Published: 23 November 2010

Abstract

Background

Propriospinal neurons, with axonal projections intrinsic to the spinal cord, have shown a greater regenerative response than supraspinal neurons after axotomy due to spinal cord injury (SCI). Our previous work focused on the response of axotomized short thoracic propriospinal (TPS) neurons following a low thoracic SCI (T9 spinal transection or moderate spinal contusion injury) in the rat. The present investigation analyzes the intrinsic response of cervical propriospinal neurons having long descending axons which project into the lumbosacral enlargement, long descending propriospinal tract (LDPT) axons. These neurons also were axotomized by T9 spinal injury in the same animals used in our previous study.

Results

Utilizing laser microdissection (LMD), qRT-PCR, and immunohistochemistry, we studied LDPT neurons (located in the C5-C6 spinal segments) between 3-days, and 1-month following a low thoracic (T9) spinal cord injury. We examined the response of 89 genes related to growth factors, cell surface receptors, apoptosis, axonal regeneration, and neuroprotection/cell survival.
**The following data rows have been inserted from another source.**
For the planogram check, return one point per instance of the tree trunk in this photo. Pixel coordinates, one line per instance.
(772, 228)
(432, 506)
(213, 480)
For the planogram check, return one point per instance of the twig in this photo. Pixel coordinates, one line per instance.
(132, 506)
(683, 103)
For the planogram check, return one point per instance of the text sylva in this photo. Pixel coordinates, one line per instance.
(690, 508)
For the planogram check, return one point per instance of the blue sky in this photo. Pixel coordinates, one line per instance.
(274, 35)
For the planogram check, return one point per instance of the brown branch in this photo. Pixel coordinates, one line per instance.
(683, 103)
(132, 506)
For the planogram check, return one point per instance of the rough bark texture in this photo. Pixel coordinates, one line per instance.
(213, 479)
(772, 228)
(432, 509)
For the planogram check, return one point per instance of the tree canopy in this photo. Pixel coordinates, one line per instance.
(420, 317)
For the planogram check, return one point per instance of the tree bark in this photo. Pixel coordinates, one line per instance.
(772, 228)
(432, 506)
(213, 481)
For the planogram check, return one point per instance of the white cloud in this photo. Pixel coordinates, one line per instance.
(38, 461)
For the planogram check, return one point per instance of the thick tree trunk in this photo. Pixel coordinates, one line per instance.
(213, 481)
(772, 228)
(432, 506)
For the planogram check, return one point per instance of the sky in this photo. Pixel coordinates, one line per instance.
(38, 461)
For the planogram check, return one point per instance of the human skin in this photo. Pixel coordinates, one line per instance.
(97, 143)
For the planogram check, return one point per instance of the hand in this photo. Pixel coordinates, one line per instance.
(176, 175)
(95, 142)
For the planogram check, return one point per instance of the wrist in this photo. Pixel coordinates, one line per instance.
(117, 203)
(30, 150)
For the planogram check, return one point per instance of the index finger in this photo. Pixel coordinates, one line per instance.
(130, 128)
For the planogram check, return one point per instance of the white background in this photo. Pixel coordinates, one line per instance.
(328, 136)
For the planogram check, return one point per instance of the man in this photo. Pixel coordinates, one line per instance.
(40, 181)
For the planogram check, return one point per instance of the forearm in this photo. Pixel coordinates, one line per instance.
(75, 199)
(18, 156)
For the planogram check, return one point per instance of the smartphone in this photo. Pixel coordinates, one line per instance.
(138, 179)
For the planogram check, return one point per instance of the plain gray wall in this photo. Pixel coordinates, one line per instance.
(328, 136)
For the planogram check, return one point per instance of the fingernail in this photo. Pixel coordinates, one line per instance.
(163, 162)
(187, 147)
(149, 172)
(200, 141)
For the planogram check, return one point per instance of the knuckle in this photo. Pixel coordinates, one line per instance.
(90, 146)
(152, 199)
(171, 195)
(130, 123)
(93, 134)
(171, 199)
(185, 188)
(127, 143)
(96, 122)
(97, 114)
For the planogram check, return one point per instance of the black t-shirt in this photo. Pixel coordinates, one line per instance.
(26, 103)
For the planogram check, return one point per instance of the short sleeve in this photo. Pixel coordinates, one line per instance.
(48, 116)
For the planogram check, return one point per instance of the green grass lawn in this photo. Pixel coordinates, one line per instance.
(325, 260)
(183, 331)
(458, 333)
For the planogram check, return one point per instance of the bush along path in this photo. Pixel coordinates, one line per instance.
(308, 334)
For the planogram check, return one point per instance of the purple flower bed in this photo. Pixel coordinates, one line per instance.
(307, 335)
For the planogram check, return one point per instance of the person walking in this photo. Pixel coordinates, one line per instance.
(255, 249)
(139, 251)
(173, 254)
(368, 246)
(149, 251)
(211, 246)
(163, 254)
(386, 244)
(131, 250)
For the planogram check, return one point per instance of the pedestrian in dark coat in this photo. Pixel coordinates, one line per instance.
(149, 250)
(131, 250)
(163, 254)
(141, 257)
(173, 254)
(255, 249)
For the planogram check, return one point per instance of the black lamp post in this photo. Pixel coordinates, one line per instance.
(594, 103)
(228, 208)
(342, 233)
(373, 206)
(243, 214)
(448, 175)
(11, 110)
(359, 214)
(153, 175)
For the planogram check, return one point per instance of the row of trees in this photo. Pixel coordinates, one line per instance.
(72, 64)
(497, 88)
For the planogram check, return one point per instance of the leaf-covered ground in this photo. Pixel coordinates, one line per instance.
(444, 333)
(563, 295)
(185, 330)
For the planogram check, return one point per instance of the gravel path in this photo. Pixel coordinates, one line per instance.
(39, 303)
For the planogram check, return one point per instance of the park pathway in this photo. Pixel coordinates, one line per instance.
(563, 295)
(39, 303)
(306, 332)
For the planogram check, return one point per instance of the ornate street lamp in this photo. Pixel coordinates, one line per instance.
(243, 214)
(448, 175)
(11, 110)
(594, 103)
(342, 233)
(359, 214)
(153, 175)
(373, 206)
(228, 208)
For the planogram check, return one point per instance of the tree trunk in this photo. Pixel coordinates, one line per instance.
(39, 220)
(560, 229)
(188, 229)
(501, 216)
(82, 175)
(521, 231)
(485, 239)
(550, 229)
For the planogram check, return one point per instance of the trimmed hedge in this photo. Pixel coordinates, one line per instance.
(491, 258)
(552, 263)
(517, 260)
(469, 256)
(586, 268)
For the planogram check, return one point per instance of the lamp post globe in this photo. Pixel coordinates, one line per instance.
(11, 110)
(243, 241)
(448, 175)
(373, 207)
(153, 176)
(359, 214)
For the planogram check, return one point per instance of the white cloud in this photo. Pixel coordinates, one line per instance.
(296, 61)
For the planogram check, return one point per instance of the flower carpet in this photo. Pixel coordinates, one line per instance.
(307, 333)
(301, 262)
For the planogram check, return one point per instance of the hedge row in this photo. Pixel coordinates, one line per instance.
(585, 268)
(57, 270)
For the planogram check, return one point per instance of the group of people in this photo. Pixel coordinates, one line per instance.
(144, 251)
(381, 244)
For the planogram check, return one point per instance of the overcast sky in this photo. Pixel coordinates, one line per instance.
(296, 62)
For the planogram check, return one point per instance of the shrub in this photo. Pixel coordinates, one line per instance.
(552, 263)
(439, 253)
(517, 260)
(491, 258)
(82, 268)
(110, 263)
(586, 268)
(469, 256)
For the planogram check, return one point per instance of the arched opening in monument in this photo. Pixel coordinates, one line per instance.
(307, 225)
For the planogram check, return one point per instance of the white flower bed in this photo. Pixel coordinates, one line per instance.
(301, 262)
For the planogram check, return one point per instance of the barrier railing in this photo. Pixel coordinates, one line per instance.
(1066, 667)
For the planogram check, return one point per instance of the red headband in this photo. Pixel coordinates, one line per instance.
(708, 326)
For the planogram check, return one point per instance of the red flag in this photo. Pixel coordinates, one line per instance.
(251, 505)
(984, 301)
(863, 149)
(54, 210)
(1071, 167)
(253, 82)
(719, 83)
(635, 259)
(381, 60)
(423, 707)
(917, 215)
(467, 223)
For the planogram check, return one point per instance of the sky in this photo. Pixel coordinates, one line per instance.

We found a strong and significant down-regulation of ~25% of the genes analyzed early after injury (3-days post-injury) with a sustained down-regulation in most instances. In the few genes that were up-regulated (Actb, Atf3, Frs2, Hspb1, Nrap, Stat1) post-axotomy, the expression for all but one was down-regulated by 2-weeks post-injury. We also compared the uninjured TPS control neurons to the uninjured LDPT neurons used in this experiment for phenotypic differences between these two subpopulations of propriospinal neurons. We found significant differences in expression in 37 of the 84 genes examined between these two subpopulations of propriospinal neurons with LDPT neurons exhibiting a significantly higher base line expression for all but 3 of these genes compared to TPS neurons.

Conclusions

Taken collectively these data indicate a broad overall down-regulation in the genes examined, including genes for neurotrophic/growth factor receptors as well as for several growth factors. There was a lack of a significant regenerative response, with the exception of an up-regulation of Atf3 and early up-regulation of Hspb1 (Hsp27), both involved in cell stress/neuroprotection as well as axonal regeneration. There was no indication of a cell death response over the first month post-injury. In addition, there appear to be significant phenotypic differences between uninjured TPS and LDPT neurons, which may partly account for the differences observed in their post-axotomy responses. The findings in this current study stand in stark contrast to the findings from our previous work on TPS neurons. This suggests that different approaches will be needed to enhance the capacity for each population of propriospinal neuron to survive and undergo successful axonal regeneration after SCI.